Aujourd’hui, déléguer la gestion du service de l’eau aux multinationales Veolia, Suez, ou Saur, c’est accepter des marges bénéficiaires inouïes dans la plus totale opacité sur le dos des usagers.

Nous affirmons que la gestion intégralement publique de l’eau, conçue et défendue à l’échelle mondiale et appliquée à l’échelle locale, est le seul modèle qui permet de garantir une exploitation raisonnée et la préservation de ce bien commun de l’Humanité. Contrairement à ce que dit le gouvernement Sarkozy, refusons de faire payer aux usagers et aux contribuables la remise en état d’un réseau que continueraient à exploiter sans vergogne les compagnies privées. L’eau doit redevenir publique. Cela offre la garantie d’utilisation des bénéfices à des fins de rénovation du réseaux et non à l’alimentation de fonds de pensions.

Nous proposons que la région mette en place une structure régionale de gestion de l’eau. Ce afin d’inciter les communes à gérer ce bien commun en régie publique et de leur en fournir les moyens. De nouvelles politiques pourront alors être mises en œuvre, notamment sur le plan tarifaire : premiers mètres cubes gratuits afin de garantir le droit d’accès à ce bien commun, tarif progressif afin de décourager la surconsommation d’eau et la péréquation tarifaire afin de garantir l’égalité des citoyens. »

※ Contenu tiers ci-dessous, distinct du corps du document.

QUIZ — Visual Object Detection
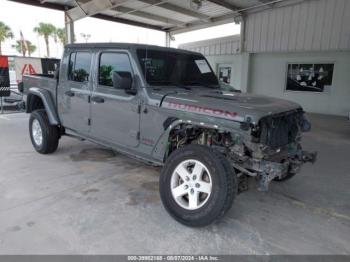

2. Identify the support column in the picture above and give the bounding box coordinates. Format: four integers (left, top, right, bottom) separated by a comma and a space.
64, 13, 75, 44
165, 32, 171, 47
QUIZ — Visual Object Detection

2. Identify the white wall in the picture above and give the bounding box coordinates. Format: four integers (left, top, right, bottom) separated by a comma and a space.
248, 52, 350, 116
206, 55, 242, 90
244, 0, 350, 53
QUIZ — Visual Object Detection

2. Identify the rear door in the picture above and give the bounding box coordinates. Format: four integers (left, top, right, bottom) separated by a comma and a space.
58, 51, 92, 135
91, 51, 140, 147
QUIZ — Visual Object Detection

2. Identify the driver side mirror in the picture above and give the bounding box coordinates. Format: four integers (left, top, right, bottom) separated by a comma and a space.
112, 71, 136, 94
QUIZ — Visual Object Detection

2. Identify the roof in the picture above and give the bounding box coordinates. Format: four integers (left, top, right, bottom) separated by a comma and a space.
10, 0, 300, 34
65, 42, 202, 54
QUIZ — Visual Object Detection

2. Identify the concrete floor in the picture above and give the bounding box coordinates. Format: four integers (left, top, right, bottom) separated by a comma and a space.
0, 114, 350, 254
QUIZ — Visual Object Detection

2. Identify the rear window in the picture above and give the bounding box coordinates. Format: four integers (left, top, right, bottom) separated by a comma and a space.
68, 52, 91, 82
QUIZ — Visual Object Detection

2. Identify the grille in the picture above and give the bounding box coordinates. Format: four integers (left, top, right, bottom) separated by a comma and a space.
260, 109, 302, 149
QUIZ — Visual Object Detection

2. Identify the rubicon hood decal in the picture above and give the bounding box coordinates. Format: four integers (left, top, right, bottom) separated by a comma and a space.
163, 102, 244, 122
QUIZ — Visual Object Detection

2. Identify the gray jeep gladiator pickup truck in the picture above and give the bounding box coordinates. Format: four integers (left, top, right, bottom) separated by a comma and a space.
23, 43, 316, 227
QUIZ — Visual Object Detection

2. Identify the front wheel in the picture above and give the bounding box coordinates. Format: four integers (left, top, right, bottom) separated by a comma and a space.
29, 109, 59, 154
159, 145, 237, 227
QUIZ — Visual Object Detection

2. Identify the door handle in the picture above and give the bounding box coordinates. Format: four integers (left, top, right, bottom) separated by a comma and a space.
91, 96, 105, 104
64, 91, 75, 97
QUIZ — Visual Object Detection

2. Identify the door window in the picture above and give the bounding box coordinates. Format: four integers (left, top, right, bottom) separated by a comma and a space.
68, 52, 91, 82
98, 53, 132, 87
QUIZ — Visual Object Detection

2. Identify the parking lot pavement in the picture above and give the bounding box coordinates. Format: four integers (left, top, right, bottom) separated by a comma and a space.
0, 114, 350, 254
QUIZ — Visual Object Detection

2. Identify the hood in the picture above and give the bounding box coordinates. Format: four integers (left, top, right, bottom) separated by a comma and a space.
151, 87, 301, 124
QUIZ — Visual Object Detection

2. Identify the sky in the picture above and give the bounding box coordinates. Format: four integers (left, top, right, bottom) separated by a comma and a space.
0, 0, 240, 58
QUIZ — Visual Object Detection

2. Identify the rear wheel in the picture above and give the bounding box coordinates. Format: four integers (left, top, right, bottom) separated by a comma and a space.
159, 145, 237, 227
29, 109, 59, 154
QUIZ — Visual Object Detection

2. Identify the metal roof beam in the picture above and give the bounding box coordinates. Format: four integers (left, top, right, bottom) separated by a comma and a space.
113, 6, 184, 27
168, 14, 235, 35
138, 0, 210, 20
67, 0, 127, 21
9, 0, 165, 32
208, 0, 240, 11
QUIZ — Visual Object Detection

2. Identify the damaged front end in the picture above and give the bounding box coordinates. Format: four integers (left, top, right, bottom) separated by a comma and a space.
230, 110, 317, 191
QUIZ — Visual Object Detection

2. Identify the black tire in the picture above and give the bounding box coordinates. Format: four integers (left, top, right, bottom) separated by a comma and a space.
273, 172, 296, 182
29, 109, 59, 154
159, 145, 238, 227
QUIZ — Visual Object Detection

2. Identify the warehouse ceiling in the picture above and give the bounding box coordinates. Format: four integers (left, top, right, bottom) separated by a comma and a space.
8, 0, 303, 34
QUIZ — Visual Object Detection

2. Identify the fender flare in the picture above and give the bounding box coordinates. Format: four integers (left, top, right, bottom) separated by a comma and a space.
26, 87, 60, 125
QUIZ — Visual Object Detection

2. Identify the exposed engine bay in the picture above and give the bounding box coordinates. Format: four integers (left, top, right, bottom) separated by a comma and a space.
168, 110, 317, 191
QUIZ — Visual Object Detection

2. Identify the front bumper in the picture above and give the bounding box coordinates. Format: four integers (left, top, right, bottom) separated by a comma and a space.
244, 150, 317, 191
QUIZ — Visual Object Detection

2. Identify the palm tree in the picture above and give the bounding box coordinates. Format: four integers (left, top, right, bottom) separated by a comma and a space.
34, 23, 56, 57
55, 28, 66, 45
0, 21, 13, 55
12, 40, 36, 56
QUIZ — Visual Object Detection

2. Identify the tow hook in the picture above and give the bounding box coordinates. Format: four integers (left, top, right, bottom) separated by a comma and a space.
302, 151, 317, 164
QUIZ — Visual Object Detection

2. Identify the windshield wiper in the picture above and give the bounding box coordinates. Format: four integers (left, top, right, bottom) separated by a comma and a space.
184, 81, 219, 89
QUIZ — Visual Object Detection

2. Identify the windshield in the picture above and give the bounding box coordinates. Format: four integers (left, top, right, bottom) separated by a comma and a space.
137, 49, 219, 88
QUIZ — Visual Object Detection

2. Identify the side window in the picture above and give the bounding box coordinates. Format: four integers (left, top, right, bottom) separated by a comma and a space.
68, 53, 76, 80
68, 52, 91, 82
98, 53, 132, 87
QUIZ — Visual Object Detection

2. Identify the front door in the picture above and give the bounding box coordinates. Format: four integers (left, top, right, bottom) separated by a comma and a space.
58, 51, 92, 135
91, 52, 140, 147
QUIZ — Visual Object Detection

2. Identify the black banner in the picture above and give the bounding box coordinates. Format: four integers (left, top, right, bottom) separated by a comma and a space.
41, 58, 60, 75
0, 56, 11, 97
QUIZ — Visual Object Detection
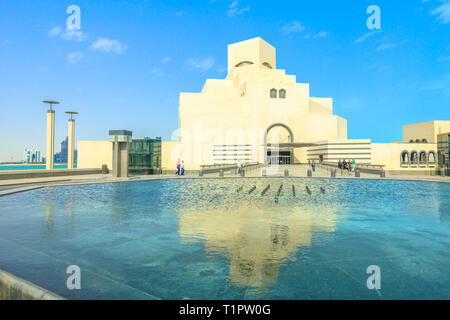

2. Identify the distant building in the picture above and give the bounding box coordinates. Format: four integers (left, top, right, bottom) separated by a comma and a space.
24, 149, 41, 163
128, 137, 161, 174
78, 38, 450, 175
60, 137, 69, 163
437, 133, 450, 176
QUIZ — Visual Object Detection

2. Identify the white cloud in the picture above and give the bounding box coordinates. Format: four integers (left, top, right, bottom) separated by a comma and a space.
187, 58, 215, 72
355, 30, 383, 43
227, 0, 250, 17
67, 51, 84, 64
377, 43, 398, 51
48, 26, 62, 37
152, 68, 166, 77
91, 37, 128, 54
431, 1, 450, 23
281, 20, 305, 34
61, 29, 86, 41
48, 26, 87, 42
314, 30, 328, 39
438, 56, 450, 62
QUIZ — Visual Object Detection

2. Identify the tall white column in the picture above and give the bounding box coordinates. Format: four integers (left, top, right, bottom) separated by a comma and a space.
67, 119, 75, 169
45, 110, 55, 170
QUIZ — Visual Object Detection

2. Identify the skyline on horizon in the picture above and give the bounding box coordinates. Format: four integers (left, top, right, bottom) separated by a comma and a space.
0, 0, 450, 162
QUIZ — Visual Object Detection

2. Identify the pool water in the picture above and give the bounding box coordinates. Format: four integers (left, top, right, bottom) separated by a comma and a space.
0, 178, 450, 299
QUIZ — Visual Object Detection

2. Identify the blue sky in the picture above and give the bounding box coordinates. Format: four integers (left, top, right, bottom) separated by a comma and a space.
0, 0, 450, 161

La bataille pour un grand service public de l’eau, partout sur le territoire, est centrale pour le Front de Gauche. Il portera cette revendication lors de toutes les prochaines élections, mais aussi dans les mobilisations locales, y compris à Montauban (1).

NOTE

1) Le maire de Montauban sera tête de liste de l’UMP pour les élections régionales.